Le récit s’ouvre sur le naufrage de la Virginie : Robinson Crusoé est sur la plage de l’île qu’il nommera Speranza. D’abord porté par le désir de fuir cette île perdue, il s’acharne à construire un radeau qui n’a de salut que l’idée. Robinson est hanté par « la peur de perdre l’esprit » (p. 23), terrifié par la solitude et le risque de perdre son humanité. Le temps se disloque, les phases de désespoir se succèdent. Il tire de l’épave du bateau des reliques de civilisation qu’il organise pour recréer un monde humain dans un univers purement naturel. Dans un log-book, il consigne ses réflexions solitaires et ses souvenirs. Sans cesse, il lutte contre l’attrait d’une vie fangeuse, dénuée de règles et de respect pour sa personne. Pour combattre les élans de désespoir qui l’étreignent, Robinson rationalise son existence sur l’île : il dénombre, il dessine, il cultive, il thésaurise, il applique à sa solitude le carcan de la vie en société. « Ma victoire, c’est l’ordre moral que je dois imposer à Speranza contre son ordre naturel qui n’est que l’autre nom du désordre absolu. » (p. 50) Robinson s’instaure Gouverneur de l’île, Juge, Pasteur, Général, etc. poussant à l’extrême la folie organisatrice de sa solitude.
Mais son rapport avec Speranza évolue à mesure qu’il la découvre. L’île devient compagne et femme. Robinson s’aventure dans une exploration philosophique, psychologique et ésotérique des lieux. Robinson développe un désir tellurique et végétal et il féconde, de façon quasi mythologique, la terre de Speranza, donnant naissance à des mandragores fabuleuses. Lié indéfectiblement à l’île, il la célèbre en lui dédiant Le Cantique des Cantiques. L’osmose avec Speranza est miraculeuse et se fonde sur un transfert réciproque d’humanité et de nature.

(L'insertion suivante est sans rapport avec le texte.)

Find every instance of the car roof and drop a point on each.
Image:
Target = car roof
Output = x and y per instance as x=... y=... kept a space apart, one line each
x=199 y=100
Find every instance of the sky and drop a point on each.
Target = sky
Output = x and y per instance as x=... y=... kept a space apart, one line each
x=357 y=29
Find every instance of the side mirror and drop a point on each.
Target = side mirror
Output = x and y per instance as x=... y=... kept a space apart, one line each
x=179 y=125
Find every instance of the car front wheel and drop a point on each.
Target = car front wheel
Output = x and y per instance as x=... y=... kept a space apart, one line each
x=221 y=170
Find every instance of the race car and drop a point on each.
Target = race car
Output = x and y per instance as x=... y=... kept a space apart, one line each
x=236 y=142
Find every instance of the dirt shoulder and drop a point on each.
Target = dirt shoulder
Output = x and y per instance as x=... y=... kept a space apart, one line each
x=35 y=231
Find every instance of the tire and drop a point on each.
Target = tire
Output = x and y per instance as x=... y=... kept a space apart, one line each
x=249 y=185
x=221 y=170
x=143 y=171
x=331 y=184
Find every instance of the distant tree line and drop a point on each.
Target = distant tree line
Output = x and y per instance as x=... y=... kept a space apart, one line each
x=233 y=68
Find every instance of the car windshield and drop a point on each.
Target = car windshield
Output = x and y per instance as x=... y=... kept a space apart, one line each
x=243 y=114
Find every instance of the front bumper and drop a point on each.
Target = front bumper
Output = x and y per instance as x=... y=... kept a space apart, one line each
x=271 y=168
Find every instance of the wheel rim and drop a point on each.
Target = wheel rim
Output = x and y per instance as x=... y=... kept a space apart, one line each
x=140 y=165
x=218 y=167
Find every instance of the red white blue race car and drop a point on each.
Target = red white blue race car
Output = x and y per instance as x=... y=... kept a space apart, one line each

L’univers parfaitement réglé de Robinson est bouleversé quand, en voulant le tuer, il sauve un Indien Araucan destiné à un sacrifice humain. Maintenant accompagné de Vendredi, « un Indien mâtiné de nègre » (p. 148), Robinson croit pouvoir créer une véritable société, fondée sur un rapport de maître à esclave. Mais si Vendredi est reconnaissant et dévoué, il reste inexorablement libre et ne se plie pas au carcan civilisé de l’île administrée. Une catastrophe rend les deux hommes à l’état naturel. Désormais, c’est Vendredi qui enseigne. Robinson découvre un nouvel état d’existence immédiate, libéré de l’humanité policée, vers une existence vouée à la nature, à la libido, au soleil et au vent, « un chemin vers ces limbes intemporelles et peuplées d’innocents où il s’était élevé par étape » (p. 251)
Michel Tournier propose une variante sur le Robinson Crusoé de Daniel Defoe. Ce naufragé d’un nouveau genre, après s’être laissé aller à la nostalgie et à la déréliction, retrace les étapes de la civilisation et les impose à l’île jusqu’à un paroxysme outrancier et grotesque que Vendredi fera voler en éclats. Vendredi n’est plus le bon sauvage qu’il faut éduquer. En détruisant l’ordre économique et moral imposé par Robinson à Speranza, il est devenu le sage qui guide l’homme vers une nouvelle réalité, qui l’initie à un nouvel ordre naturel.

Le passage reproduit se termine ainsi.